XCVII. "Even If I'm Going to Die?"
"Don't move," said Leander. Transformed by the blizzard, the roof of Potestas Tower where they had saved Ilan's life was more like a winter wilderness than the swanky party space of a downtown corporate headquarters.
For some reason Leander had come out here and waited, taking on snow, as if he knew Cristo would turn up eventually, maybe because he had the fate, destiny, the stars, the universe on his side.
Leander thought to himself about that. He took a deep breath of razor sharp winter air and looked down at the man on his knees in front of him. Cristo's knees must be getting cold, the thin pant legs frozen through.
Eight minutes ago Leander had come outside from the penthouse, walked to the middle of the rooftop patio and stood still there for eight minutes. Snow collected above his ankles.

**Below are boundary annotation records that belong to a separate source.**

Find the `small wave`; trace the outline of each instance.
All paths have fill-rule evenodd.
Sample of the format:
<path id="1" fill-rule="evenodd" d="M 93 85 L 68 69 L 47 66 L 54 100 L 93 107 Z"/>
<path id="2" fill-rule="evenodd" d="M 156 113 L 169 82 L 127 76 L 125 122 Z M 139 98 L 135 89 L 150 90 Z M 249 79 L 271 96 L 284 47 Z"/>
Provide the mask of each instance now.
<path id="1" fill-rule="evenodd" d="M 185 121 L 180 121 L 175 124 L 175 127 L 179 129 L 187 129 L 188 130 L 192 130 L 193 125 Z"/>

He waited, almost not remembering how he got there and not thinking about it too much. Like in a dream.
As if he were sleepwalking.
There were plenty of sources of light, that which flared pale fire out of the penthouse windows, bounced off a million snowflakes, that cold light from the crack of crescent moon fighting through nimbostratus clouds originating from the sun and paler in its reflection, that white hot glow that came from everything in Invernali at night, and even some starlight-filled spheres levitating outside to light the patio in case of an impromptu party.
It was bright out, it made him think of flood lights on a baseball field if the baseball field was a field of shiny blindingly reflective snow, it was as well-lit as it could be at night, but it was a changing, moving light from varied sources too, almost like highway light posts glowing into the car window at night that passed by in a succession of warm yellow then shadow, yellow then shadow, yellow you could follow, then shadow, but slower. And with an occasional flicker or twinkle from somewhere or other.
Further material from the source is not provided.